Bis heute haben diese Höchstauszeichnung von insgesamt sechs étoiles weltweit nur sechs Küchenchefs erhalten, und Mère Brazier ist unter ihnen die einzige Frau.

Auch Curnonsky, der schon an der Erscheinung der ersten Ausgaben des gastronomiekritischen Guide Michelin mitwirkte und häufig zu Gast bei Mère Brazier war, trug hierzu einiges bei. Der Hotel- und Restaurant-Führer war 1900 anlässlich der Weltausstellung in Paris vom gleichnamigen französischen Reifenhersteller ins Leben gerufen worden und wandte sich vor allem an den neu entstehenden Auto-Tourismus. Im Lauf der Jahre ließen sich unzählige namhafte Persönlichkeiten aus Politik, Kunstbetrieb und Unterhaltungsbranche an den Tischen von Mère Brazier nieder.

1946, Mère Brazier hatte inzwischen ihr Stammhaus in Lyon an ihren Sohn Gaston übergeben, trat ein junger, gerade aus dem Krieg heimgekehrter junger Mann bei ihr am Col de la Luère eine Kochlehre an, der selbst aus einer Gastronomen-Familie in Collonges-au-Mont-d’Or stammte, wenige Kilometer nördlich der Stadt. Dieser ambitionierte Schüler namens Paul →Bocuse lernte hier nicht nur die Grundlagen der Verarbeitung von Lebensmitteln auf höchstem Niveau kennen, sondern auch deren Herkunft und oft mühsame Herstellung. Diese elementaren Erfahrungen haben Bocuse stets auf seinem Weg zum Jahrhundert-Koch begleitet, indem er die Achtung jeder einzelnen Zutat und ihre respektvolle Behandlung in der Küche zur Maxime seiner Nouvelle Cuisine machte.

Und Zeit seines Lebens hat er seine Lehrmeisterin nicht vergessen.
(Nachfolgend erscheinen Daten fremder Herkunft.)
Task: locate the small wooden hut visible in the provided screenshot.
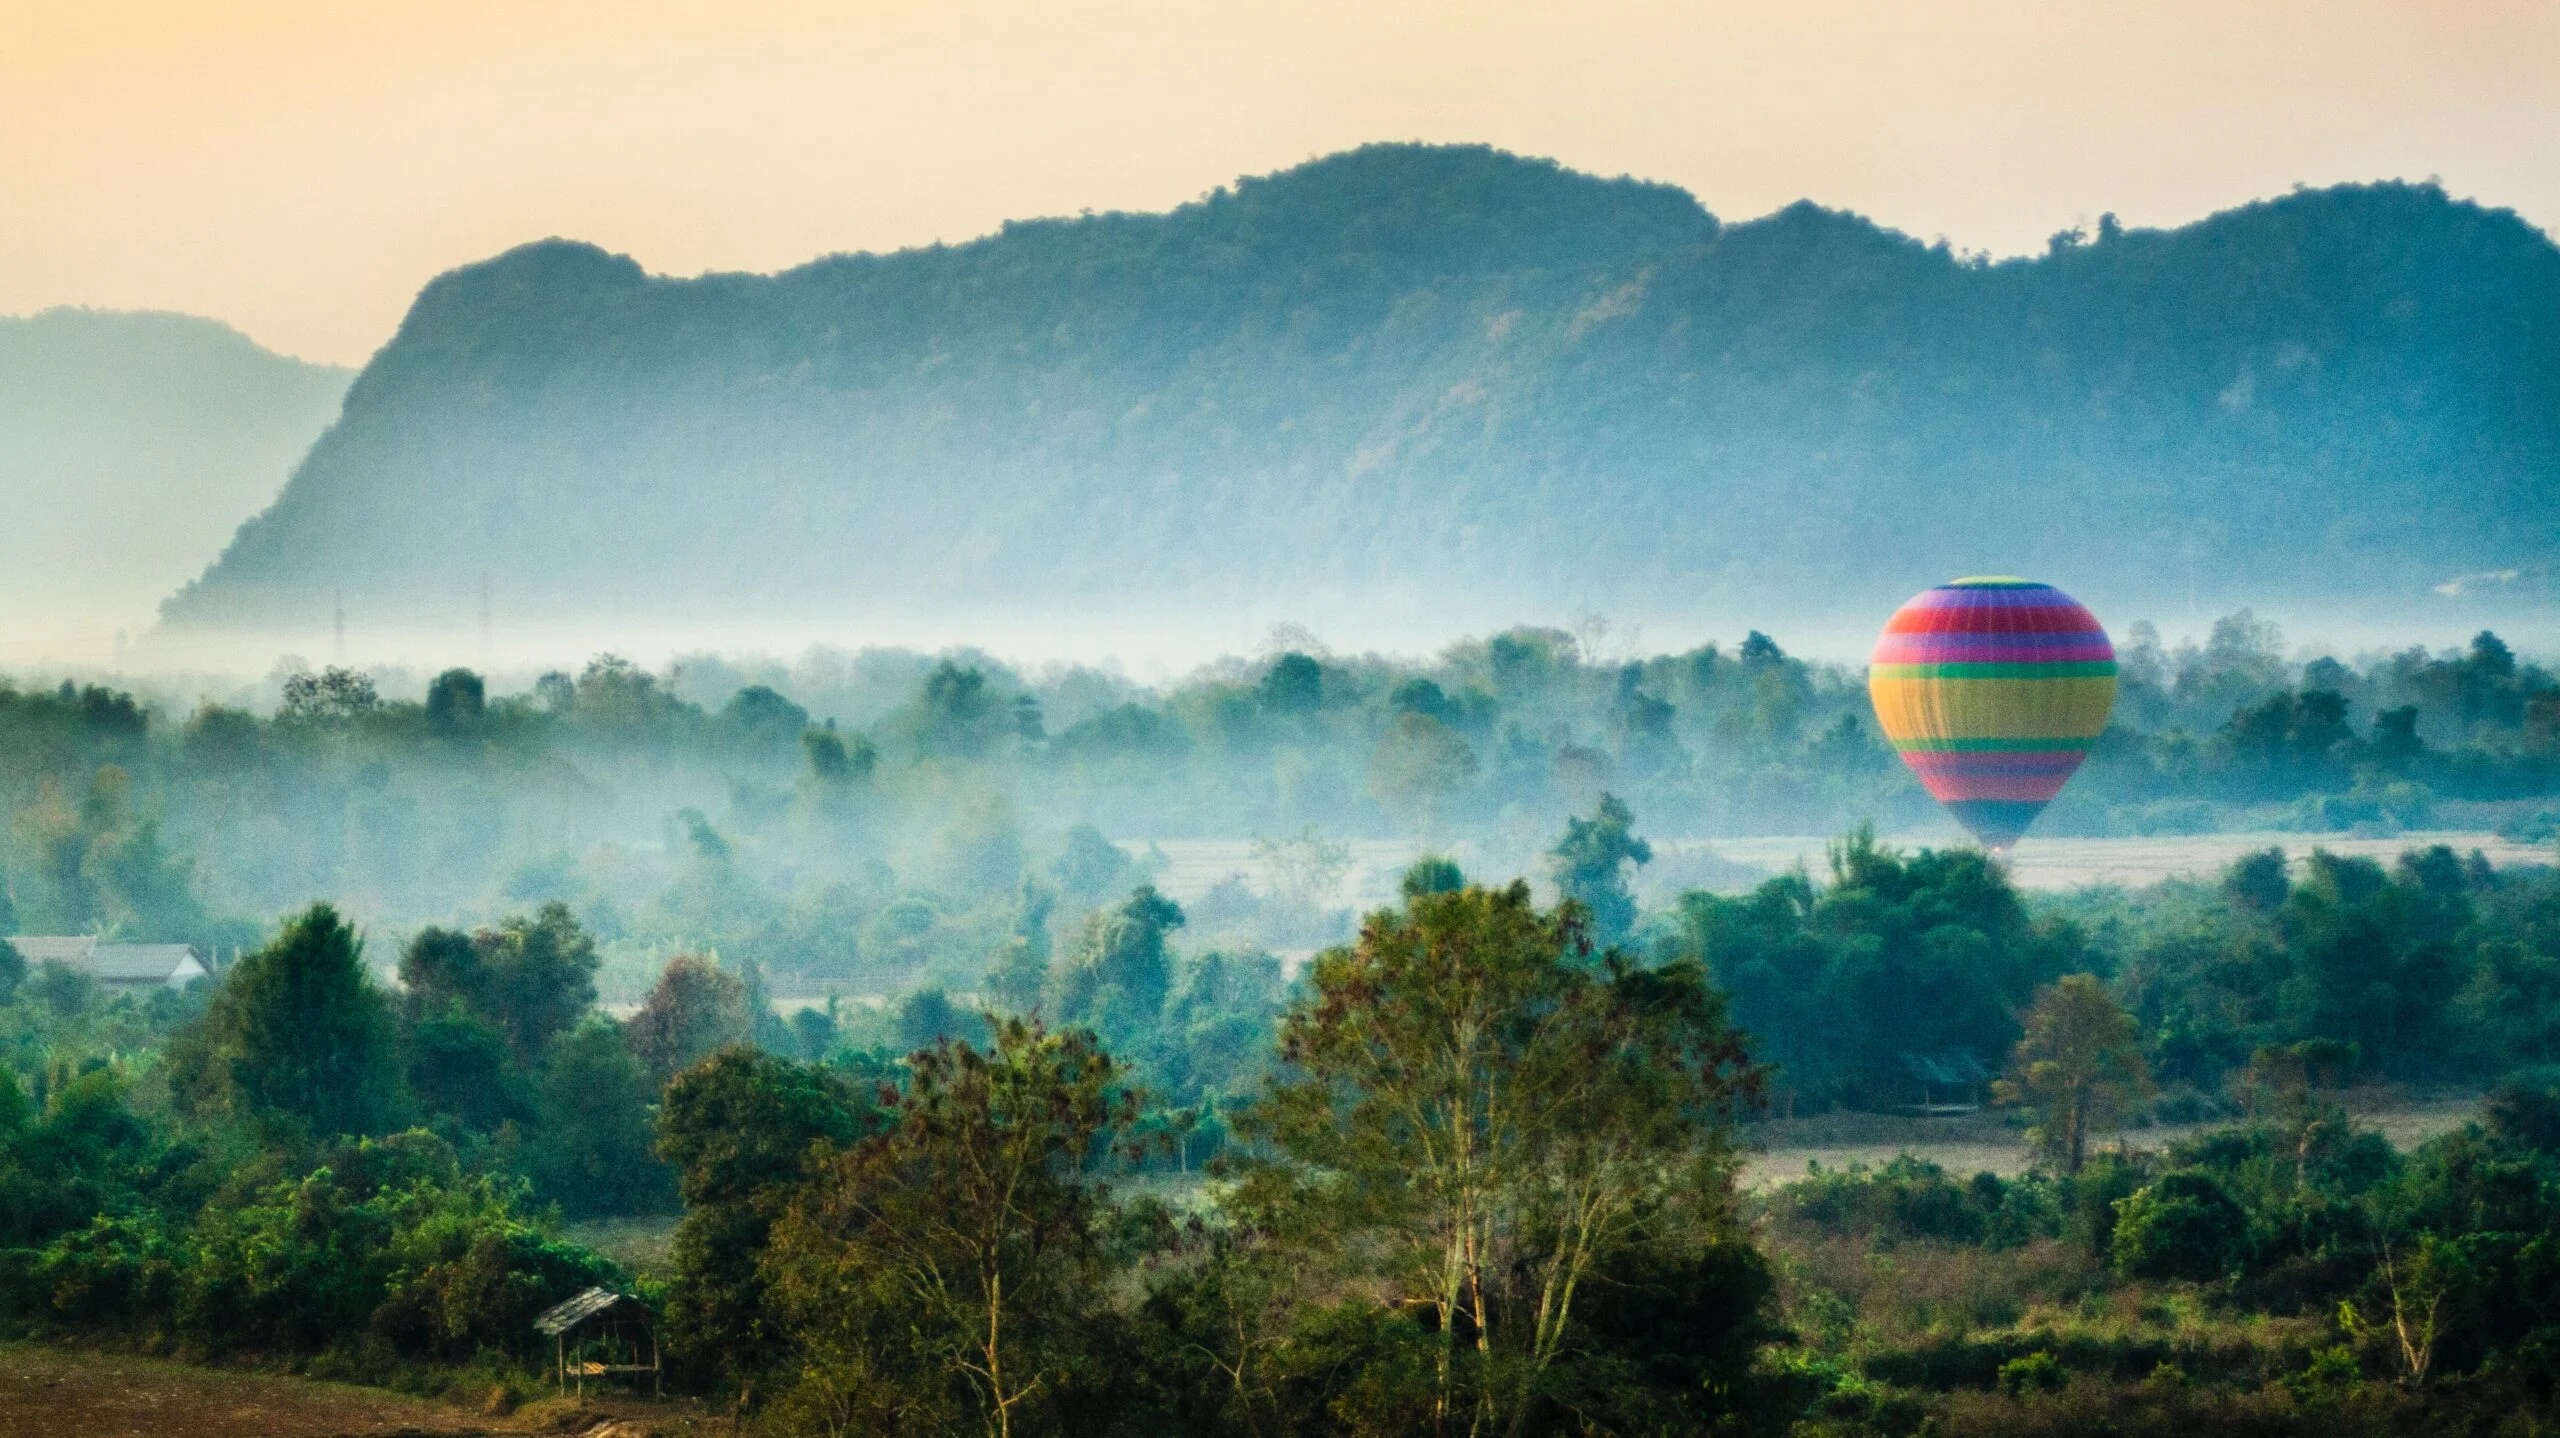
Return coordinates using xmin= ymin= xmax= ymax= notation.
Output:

In seinem Restaurant in Collonges, für das er seit 1965 bis zu seinem Tod im Jahr 2018 ununterbrochen drei Michelin-Sterne führte, bereitete er das von den Mères Fillioux und Brazier vererbte Rezept für die poularde demi-deuil ebenfalls zu und servierte es unter der Ehrenbezeichnung Poularde de Bresse truffée mère Brazier. Gemäß seiner Forderung nach leichter Küche verzichtete Bocuse jedoch auf die recht schwere sauce suprême.

Die Seitenstraße, die bei dem Restaurant in die rue Royale mündet, wurde 2003 in

rue Mère-Brazier

umbenannt.

Eine späte Ehrung: Schon Édouard →Herriot, von 1905 bis 1957 Bürgermeister von Lyon, hat einmal bekannt, Mère Brazier habe mehr für das Ansehen der Stadt geleistet als er selbst.

Während das Restaurant am Col de la Luère Ende der 1960er Jahre seine Pforten schloss, wurde der Bouchon in Lyon bis 2004 von Eugénies Enkelin Jacotte weiterbetrieben, die es an befreundete Gastronomen übergab. Nicht nur der Name Mère Brazier ziert nach wie vor das Schild über dem Eingang, sondern auch die Küche arbeitet heute unter Mathieu Viannay, einem Bocuse-Schüler, weiter im Sinne der Gründerin und ist immerhin noch mit zwei Michelin-Sternen ausgezeichnet.